Zack_M_Davis comments on Secrets of the eliminati

Zack_M_Davis 30 Jul 2011 5:48 UTC
4 points

The full idea I think I failed to correctly reference is that giving certain concepts short “description lengths” [...] in your language is equivalent to saying that the concepts signified by those words represent things-in-the-world that show up more often. [...] “More specifically, [...] Kraft’s inequality can be thought of in terms of a constrained budget to be spent on codewords, with shorter codewords being more expensive.”

Sure. Short words are more expensive because there are fewer of them; because short words are scarce, we want to use them to refer to frequently-used concepts. Is that what you meant? I still don’t see how this is relevant to the preceding discussion (see the grandparent).

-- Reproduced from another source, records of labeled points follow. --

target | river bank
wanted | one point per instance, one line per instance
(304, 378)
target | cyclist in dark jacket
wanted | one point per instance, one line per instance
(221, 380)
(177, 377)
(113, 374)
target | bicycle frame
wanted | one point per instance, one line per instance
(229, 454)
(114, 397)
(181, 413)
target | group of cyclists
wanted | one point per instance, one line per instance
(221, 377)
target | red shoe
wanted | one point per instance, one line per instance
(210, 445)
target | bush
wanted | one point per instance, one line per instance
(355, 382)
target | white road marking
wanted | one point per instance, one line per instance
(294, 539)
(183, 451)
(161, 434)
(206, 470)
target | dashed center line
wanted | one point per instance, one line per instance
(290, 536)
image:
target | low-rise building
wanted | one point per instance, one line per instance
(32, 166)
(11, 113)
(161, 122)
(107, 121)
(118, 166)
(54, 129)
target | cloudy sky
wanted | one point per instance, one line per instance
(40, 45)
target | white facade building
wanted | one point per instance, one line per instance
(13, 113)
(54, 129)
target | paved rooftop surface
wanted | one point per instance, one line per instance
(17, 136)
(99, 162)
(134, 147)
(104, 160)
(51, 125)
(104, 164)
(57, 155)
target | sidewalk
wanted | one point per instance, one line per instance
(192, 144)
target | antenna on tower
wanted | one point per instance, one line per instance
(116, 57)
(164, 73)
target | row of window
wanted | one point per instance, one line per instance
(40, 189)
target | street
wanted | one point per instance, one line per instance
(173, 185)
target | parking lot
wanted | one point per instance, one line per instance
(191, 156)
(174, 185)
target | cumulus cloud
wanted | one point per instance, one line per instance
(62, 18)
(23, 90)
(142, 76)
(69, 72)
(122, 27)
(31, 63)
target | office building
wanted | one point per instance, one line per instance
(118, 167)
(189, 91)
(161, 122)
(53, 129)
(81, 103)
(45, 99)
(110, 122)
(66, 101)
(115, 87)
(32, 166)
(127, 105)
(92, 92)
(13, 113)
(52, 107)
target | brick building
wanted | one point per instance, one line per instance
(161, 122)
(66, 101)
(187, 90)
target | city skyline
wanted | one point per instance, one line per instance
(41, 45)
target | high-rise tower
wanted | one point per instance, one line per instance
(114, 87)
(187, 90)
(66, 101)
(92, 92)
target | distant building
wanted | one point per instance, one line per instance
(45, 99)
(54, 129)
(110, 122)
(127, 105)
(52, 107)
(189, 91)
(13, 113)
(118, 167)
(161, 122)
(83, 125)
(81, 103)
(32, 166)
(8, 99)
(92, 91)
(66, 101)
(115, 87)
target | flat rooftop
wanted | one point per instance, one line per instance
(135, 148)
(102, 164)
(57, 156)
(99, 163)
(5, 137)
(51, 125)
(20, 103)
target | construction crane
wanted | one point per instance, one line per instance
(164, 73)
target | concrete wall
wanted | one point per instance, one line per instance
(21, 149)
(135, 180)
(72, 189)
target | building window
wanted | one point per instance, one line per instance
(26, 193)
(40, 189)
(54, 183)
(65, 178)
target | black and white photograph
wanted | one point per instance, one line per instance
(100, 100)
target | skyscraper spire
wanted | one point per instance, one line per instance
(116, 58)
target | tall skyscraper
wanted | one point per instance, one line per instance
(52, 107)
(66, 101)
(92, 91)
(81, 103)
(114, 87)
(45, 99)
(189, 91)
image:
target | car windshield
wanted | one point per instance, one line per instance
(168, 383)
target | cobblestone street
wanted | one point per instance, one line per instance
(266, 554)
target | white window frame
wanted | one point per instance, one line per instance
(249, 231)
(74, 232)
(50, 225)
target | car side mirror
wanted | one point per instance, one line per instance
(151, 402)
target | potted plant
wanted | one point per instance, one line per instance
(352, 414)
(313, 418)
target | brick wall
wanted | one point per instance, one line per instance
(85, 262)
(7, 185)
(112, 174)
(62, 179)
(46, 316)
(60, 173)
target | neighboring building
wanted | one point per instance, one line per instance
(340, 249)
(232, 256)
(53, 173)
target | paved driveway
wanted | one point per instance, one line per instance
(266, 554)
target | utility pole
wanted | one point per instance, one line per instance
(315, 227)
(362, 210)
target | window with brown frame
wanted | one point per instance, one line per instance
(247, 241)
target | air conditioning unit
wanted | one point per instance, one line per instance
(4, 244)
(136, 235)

Also, for clearer communication, you might consider directly saying things like “Short words are more expensive because there are fewer of them” rather than making opaque references to things like Kraft’s inequality. Technical jargon is useful insofar as it helps communicate ideas; references that may be appropriate in the context of a technical discussion about information theory may not be appropriate in other contexts.
- Will_Newsome 30 Jul 2011 6:16 UTC
  −2 points
  Parent
  That’s not quite what I mean, no. It’s not the length of the words that I actually care about, really, and thus upon reflection it is clear that the analogy is too opaque. What I care about is the choice of which concepts to have set aside as concepts-that-need-little-explanation—”ultimate convergent algorithm for arbitrary superintelligence’s’” here, “God” at some theological hangout—and how that reflects which things-in-the-world one has implicitly claimed are more or less common (but really it’d be too hard to disentangle from things-in-the-world one has implicitly claimed are more or less important). It’s the differential “length” of the concepts that I’m trying to talk about. The syntactic length, i.e. the number of letters, doesn’t interest me.
  
  Referencing Kraft’s inequality was my way of saying “this is the general type of reasoning that I have cached as perhaps relevant to the kind of inquiry it would be useful to do”. But I think you’re right that it’s too opaque to be useful.
  
  Edit: To try to explain the intuition a little more, it’s like applying the “scarce short strings” theme to the concepts directly, where the words are just paintbrush handles. That is how I think one might try to argue that language choices can be objectively “irrational” anyway.
  - Zack_M_Davis 30 Jul 2011 18:52 UTC
    3 points
    Parent
    I don’t think the analogy holds. The reason Kraft’s inequality works is that the number of possible strings of length n over a b-symbol alphabet is exactly b^n. This places a bound on the number of short words you can have. Whereas if we’re going to talk about the “amount of mental content” we pack into a single “concept-needing-little-explanation,” I don’t see any analogous bound: I don’t see any reason in principle why a mind of arbitrary size couldn’t have an arbitrary number of complicated “short” concepts.
    
    For concreteness, consider that in technical disciplines, we often speak and think in terms of “short” concepts that would take a lot of time to explain to outsiders. For example, eigenvalues. The idea of an eigenvalue is “short” in the sense that we treat it as a basic conceptual unit, but “complicated” in the sense that it’s built out of a lot of prerequisite knowledge about linear transformations. Why couldn’t a mind create an arbitrary number of such conceptual “chunks”? Or if my model of what it means for a concept to be “short” is wrong, then what do you mean?
    
    I note that my thinking here feels confused; this topic may be too advanced for me to discuss sanely.
  - Will_Newsome 30 Jul 2011 6:26 UTC
    −2 points
    Parent
    On top of that there’s this whole thing where people are constantly using social game theory to reason about what choice of words does or doesn’t count as defecting against local norms, what the consequences would be of failing to punish non-punishers of people who use words in a way that differs from ways that are privileged by social norms, et cetera, which make a straight up information theoretic approach somewhat off-base for even more reasons other than just the straightforward ambiguities imposed by considering implicit utilities as well as probabilities. And that doesn’t even mention the heuristics and biases literature or neuroscience, which take the theoretical considerations and laugh at them.
    - Will_Newsome 30 Jul 2011 7:00 UTC
      −2 points
      Parent
      Ah, I’m needlessly reinventing some aspects of the wheel.